ABSTRACT Anti-depressant drug-induced liver injury is a major clinical concern, with up to 3% of patients treated showing evidence of liver damage. Duloxetine (DLX), the first-line and most prescribed antidepressant, carries a black box warning for its hepatotoxicity, but the mechanisms of DLX-induced liver injury remain largely unknown. Based on our preliminary data and clinical evidence, we hypothesize that DLX causes liver damage by disrupting hepatic lysophosphatidylcholine (LPC) homeostasis, and that suppression of DLX metabolism increases LPC accumulation and potentiates hepatotoxicity. The goal of this application is to determine the mechanism(s) of DLX-induced liver injury to enable the prediction and prevention of DLX hepatotoxicity. We will pursue this goal through three specific aims: (1) To determine if modifying LPC homeostasis impacts DLX toxicity, we will block LPC production pharmacologically with phospholipase A2 inhibitors and partially block LPC consumption genetically with Lpcat3-/- mice.

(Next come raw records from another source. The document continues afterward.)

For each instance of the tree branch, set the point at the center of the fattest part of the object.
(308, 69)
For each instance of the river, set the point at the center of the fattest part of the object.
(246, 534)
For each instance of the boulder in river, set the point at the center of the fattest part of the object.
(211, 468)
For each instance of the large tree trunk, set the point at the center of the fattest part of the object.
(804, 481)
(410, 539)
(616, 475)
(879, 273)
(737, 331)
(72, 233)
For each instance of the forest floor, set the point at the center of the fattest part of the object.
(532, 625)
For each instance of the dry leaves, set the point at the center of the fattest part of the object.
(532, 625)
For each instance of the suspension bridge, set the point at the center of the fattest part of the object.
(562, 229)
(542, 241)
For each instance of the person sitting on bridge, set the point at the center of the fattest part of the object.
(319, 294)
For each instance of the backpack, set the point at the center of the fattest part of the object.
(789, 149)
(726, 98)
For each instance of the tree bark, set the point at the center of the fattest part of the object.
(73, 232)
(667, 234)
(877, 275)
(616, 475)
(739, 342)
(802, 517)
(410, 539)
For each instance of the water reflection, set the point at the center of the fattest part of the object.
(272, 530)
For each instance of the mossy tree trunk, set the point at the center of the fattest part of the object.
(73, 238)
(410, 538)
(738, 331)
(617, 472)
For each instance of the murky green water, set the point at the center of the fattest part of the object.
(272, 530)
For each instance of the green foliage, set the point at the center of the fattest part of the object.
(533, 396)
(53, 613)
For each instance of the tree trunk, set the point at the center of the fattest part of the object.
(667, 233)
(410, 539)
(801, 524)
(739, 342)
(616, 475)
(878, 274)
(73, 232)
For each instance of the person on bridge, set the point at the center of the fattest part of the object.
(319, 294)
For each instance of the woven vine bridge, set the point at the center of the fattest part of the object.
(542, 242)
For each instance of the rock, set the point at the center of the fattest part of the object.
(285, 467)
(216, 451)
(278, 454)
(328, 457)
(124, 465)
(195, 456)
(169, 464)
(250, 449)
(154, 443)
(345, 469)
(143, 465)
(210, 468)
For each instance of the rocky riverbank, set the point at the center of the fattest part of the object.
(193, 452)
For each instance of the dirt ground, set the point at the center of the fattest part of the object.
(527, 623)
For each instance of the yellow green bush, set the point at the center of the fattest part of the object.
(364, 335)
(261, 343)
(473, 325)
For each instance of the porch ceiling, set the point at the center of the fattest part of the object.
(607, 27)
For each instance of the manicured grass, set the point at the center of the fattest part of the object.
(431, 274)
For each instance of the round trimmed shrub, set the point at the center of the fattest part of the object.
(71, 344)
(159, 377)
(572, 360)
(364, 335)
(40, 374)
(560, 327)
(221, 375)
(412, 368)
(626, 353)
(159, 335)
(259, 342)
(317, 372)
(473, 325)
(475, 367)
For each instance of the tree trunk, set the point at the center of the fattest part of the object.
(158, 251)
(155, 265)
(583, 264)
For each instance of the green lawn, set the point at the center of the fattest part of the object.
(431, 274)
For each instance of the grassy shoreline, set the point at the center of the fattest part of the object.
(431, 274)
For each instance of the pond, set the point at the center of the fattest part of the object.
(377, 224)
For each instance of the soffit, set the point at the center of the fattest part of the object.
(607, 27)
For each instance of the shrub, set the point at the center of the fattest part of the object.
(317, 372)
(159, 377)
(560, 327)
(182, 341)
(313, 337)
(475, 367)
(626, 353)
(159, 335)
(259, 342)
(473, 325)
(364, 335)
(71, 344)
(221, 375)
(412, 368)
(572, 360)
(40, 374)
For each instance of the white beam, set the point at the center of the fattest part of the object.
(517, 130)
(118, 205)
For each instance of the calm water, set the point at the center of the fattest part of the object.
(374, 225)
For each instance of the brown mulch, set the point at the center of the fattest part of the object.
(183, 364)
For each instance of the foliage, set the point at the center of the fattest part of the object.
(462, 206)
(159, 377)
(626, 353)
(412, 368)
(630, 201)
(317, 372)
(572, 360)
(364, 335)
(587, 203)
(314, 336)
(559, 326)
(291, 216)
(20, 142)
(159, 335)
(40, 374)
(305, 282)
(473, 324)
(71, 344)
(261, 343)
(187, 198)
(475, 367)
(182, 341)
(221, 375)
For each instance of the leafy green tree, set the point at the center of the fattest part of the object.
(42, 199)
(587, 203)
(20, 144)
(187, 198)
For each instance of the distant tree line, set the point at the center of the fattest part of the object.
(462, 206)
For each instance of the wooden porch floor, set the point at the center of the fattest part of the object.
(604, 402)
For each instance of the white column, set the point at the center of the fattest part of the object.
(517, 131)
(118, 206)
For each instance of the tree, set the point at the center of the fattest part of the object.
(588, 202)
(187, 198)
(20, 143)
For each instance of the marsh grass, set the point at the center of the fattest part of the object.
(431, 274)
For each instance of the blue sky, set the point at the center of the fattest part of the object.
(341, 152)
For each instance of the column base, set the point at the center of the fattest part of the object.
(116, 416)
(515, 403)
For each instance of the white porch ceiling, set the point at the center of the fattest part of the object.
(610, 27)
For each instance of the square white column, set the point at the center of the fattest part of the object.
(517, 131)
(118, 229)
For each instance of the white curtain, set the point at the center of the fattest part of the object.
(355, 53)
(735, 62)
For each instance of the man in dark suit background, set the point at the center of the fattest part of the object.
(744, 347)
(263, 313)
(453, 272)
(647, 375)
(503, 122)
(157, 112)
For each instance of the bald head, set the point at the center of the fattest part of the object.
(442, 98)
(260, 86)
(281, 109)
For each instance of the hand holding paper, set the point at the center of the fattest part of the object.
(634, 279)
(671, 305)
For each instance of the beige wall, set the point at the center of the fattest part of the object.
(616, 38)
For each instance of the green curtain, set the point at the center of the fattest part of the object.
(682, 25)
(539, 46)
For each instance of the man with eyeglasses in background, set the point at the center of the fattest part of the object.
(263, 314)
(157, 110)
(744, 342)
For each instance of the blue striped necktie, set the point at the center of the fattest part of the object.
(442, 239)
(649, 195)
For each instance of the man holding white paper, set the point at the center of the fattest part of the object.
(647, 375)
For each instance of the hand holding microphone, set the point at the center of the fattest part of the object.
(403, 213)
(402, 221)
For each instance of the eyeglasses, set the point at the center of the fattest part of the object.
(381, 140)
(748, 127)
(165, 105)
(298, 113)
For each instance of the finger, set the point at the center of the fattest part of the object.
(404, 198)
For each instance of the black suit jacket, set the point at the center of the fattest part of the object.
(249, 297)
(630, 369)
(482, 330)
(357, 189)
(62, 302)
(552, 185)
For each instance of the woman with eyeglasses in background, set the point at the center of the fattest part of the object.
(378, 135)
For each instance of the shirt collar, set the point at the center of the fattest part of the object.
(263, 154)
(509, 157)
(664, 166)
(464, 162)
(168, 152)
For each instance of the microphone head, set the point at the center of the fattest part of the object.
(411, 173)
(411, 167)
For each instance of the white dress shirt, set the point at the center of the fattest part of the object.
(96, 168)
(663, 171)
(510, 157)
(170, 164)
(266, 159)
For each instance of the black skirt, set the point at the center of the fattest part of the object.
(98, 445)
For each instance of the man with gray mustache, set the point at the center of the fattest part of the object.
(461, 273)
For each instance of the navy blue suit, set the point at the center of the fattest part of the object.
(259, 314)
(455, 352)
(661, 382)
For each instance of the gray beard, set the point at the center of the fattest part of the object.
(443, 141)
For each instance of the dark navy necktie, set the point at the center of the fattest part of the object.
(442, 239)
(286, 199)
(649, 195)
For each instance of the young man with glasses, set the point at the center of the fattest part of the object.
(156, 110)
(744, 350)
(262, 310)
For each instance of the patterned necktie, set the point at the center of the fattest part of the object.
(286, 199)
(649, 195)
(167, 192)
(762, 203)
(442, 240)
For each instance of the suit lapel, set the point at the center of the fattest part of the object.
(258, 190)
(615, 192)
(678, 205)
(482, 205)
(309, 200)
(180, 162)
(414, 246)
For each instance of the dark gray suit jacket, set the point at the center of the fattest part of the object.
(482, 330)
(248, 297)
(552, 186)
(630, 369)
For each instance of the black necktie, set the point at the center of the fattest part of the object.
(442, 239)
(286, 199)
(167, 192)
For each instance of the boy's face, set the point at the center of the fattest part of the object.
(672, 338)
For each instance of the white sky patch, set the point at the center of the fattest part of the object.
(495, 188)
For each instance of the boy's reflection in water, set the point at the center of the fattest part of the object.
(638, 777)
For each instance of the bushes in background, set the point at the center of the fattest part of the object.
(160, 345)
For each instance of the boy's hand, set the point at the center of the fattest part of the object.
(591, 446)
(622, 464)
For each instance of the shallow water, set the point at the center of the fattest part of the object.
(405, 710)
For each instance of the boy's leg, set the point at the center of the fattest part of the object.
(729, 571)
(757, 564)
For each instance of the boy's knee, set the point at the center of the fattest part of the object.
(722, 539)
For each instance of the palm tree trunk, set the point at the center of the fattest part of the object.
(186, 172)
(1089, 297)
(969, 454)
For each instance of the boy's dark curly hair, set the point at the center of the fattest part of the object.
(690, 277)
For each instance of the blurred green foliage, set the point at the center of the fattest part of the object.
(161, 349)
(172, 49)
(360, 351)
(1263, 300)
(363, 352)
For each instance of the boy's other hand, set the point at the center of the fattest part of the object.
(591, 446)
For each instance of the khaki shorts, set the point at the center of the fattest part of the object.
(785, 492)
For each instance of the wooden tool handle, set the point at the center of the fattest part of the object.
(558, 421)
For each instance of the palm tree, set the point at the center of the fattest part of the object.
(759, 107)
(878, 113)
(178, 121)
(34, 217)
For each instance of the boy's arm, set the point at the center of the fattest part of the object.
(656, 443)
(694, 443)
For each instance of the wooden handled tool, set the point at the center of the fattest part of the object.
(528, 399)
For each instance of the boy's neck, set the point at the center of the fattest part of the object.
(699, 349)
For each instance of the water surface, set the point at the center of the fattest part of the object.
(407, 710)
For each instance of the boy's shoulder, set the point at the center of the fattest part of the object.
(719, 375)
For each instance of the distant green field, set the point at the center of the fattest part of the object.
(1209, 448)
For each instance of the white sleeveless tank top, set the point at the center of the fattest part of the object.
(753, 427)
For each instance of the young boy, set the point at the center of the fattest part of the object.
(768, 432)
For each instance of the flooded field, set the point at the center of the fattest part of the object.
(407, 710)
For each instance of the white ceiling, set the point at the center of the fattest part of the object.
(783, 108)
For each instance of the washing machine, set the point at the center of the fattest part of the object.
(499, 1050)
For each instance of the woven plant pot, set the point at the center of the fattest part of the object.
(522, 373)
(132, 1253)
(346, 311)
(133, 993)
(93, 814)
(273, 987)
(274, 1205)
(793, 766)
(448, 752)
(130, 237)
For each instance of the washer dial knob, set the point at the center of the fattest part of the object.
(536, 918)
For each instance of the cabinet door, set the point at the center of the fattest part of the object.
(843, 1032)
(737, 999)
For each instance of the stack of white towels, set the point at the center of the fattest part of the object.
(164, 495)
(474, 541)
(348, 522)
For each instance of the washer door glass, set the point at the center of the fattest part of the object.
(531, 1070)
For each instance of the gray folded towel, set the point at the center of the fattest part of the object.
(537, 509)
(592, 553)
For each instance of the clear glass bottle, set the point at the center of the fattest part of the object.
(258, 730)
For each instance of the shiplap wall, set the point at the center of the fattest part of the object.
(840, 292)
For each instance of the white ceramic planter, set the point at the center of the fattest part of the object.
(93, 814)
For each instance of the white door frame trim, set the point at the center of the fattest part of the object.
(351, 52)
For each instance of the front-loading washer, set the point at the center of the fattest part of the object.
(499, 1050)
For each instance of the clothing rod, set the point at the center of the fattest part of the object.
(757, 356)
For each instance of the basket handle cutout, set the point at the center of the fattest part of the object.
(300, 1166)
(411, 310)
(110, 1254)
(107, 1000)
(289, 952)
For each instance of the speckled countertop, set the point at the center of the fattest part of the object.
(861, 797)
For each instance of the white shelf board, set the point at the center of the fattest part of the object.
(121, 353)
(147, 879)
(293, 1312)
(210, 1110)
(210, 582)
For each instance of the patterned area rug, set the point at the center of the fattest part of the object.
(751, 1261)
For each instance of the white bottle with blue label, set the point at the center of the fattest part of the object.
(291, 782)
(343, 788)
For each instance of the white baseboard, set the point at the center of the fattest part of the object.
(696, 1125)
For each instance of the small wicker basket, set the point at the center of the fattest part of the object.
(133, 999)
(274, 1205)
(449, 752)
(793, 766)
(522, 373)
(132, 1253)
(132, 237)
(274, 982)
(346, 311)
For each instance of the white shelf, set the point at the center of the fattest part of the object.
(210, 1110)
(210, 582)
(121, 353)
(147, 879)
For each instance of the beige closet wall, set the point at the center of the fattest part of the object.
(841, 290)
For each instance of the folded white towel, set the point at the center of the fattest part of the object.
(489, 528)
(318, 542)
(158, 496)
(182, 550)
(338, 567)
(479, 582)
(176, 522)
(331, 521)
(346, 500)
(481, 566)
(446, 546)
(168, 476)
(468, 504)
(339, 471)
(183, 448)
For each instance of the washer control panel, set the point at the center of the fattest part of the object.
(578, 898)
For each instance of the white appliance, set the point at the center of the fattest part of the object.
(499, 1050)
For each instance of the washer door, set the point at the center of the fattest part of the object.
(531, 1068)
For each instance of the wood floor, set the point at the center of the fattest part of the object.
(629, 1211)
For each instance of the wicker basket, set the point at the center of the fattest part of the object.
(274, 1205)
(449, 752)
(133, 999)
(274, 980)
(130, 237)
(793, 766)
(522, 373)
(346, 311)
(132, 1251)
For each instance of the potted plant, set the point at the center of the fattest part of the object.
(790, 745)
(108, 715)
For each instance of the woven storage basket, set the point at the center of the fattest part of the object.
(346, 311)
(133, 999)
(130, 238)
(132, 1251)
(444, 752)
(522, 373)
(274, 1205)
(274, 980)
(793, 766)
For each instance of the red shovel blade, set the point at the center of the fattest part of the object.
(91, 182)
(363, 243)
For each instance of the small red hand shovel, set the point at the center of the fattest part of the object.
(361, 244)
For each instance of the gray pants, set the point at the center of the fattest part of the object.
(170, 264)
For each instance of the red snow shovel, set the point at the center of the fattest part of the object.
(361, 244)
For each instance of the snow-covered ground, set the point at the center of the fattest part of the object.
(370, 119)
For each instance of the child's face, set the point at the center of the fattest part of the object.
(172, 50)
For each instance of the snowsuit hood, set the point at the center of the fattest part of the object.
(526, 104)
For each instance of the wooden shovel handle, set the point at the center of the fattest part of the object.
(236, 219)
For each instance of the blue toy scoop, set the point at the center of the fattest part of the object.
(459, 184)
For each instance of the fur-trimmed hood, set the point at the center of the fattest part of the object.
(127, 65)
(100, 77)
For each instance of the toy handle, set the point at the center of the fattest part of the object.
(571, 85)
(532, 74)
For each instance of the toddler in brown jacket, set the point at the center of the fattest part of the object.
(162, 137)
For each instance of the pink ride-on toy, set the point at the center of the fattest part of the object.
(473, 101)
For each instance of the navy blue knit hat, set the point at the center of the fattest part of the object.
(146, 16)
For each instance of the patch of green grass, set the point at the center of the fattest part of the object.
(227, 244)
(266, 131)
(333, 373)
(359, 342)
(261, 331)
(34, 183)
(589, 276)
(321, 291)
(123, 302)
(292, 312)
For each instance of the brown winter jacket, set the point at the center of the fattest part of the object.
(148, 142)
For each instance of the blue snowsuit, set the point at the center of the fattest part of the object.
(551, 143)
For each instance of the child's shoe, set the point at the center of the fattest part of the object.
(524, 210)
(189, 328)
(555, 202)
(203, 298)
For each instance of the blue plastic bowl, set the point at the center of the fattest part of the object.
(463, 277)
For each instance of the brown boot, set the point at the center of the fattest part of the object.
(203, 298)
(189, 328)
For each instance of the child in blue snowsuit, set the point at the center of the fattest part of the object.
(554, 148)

We will determine DLX toxicity and assess LPC levels in the liver and blood. (2) To determine the mechanism by which DLX causes accumulation of LPCs, we will test whether DLX inhibits lysophospholipase, the enzyme that degrades LPC. We will test the mechanistic effect of DLX on lysophospholipase in vitro and in vivo using stable-isotope LPCs and known inhibitors. (3) We will use Cyp1a2-/-, Cyp2d-/-, or L-Porc/c mouse models to block CYP-mediated DLX metabolism and determine how this influences LPC levels and potentiates hepatotoxicity. We will use our novel human liver chimeric mice, in which mouse hepatic P450 oxidoreductase is non-functional, to assess Phase I metabolism of DLX and determine how inhibitors for specific human P450s impact hepatotoxicity of DLX. Completion of the proposed studies should help us understand the underlying mechanisms of DLX hepatotoxicity and provide an explanation for clinically observed DLX-drug interactions. Our research strategies could provide a general approach for the toxicological community to investigate drug-induced liver injury. These findings may lead to novel strategies for prediction and prevention of DLX hepatotoxicity in clinic and improvement of the DLX clinical safety profile.

抽象的 抗抑郁药物引起的肝损伤是一个主要的临床问题，高达 3% 的治疗患者出现肝损伤 肝损伤的证据。度洛西汀 (DLX) 是一线和最常用的抗抑郁药，带有黑色 因其肝毒性而被框警告，但 DLX 引起的肝损伤的机制仍然很大程度上未知。 根据我们的初步数据和临床证据，我们假设 DLX 通过以下方式引起肝损伤： 破坏肝脏溶血磷脂酰胆碱 (LPC) 稳态，并抑制 DLX 代谢 增加 LPC 积累并增强肝毒性。该应用程序的目标是确定 DLX 引起的肝损伤的机制，以预测和预防 DLX 肝毒性。我们 将通过三个具体目标来实现这一目标：(1) 确定改变 LPC 稳态是否会影响 DLX 毒性，我们将用磷脂酶 A2 抑制剂从药理上阻断 LPC 的产生，并部分阻断 Lpcat3-/- 小鼠遗传上的 LPC 消耗。我们将确定 DLX 毒性并评估 LPC 水平 肝脏和血液。 (2) 为了确定DLX引起LPC积累的机制，我们将测试 DLX 是否抑制溶血磷脂酶（一种降解 LPC 的酶）。我们将测试其机械效应 使用稳定同位素 LPC 和已知抑制剂对溶血磷脂酶进行体外和体内 DLX。 (3) 我们将使用 Cyp1a2-/-、Cyp2d-/- 或 L-Porc/c 小鼠模型可阻断 CYP 介导的 DLX 代谢并确定其作用机制 影响 LPC 水平并增强肝毒性。我们将使用我们的新型人肝嵌合小鼠，其中 小鼠肝脏 P450 氧化还原酶无功能，用于评估 DLX 的 I 期代谢并确定 特定人类 P450 抑制剂如何影响 DLX 的肝毒性。完成拟议的研究 应该有助于我们了解 DLX 肝毒性的潜在机制并提供解释 临床观察到的 DLX 药物相互作用。我们的研究策略可以为 毒理学界调查药物引起的肝损伤。这些发现可能会带来新的策略 预测和预防DLX临床肝毒性并改善DLX临床安全性。